Karigan had struggled against the call for a very long time so she might continue in the life she had chosen for herself, but the call had chipped away at her will, almost torturously, the hoofbeats always like a rhythm in the deep regions of her mind and heralding visions of the freedom of the ride. She would awaken some nights sweating and feeling as if she must saddle Condor immediately and heed the call to ride, as if her life depended upon it.
To fight the call, she had tried ridding herself of her brooch, knowing it somehow bound her to the messenger service, but whether she hid it deep in a drawer or tried burying it in the woods, she inevitably found herself wearing it by day’s end without memory of having pinned it on. Magical objects, she had once been told, often had minds of their own.
As time wore on, her behavior grew more eccentric. The color green came to dominate her wardrobe by no intention of her own, and it led her father to the conclusion that she was inordinately fond of the color. The struggle also left her irritable. “What’s eating at you?” her father had asked in exasperation after she lost patience with a servant one day. She never yelled at servants. Normally.
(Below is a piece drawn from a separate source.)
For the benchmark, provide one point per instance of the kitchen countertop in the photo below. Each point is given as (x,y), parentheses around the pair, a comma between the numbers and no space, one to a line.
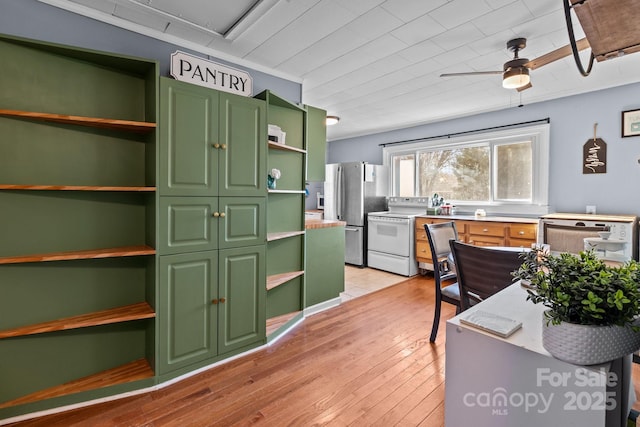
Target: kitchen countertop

How could she explain to a man who, like so many other Sacoridians, held a deep aversion to magic, that magic was trying to rule her life?
Instead, she had said, “You never let me accompany the barges or wagon trains.” She believed that getting out of Corsa and being on the road or a river beneath the open sky might ease the call gnawing at her soul. “It’s always, ‘Karigan, inventory storehouse five,’ or ‘Karigan, schedule next month’s routes and deliveries.’ ” She had breathed hard with the unexpected fury that had built up in her chest. “You always leave the dullest chores for me.”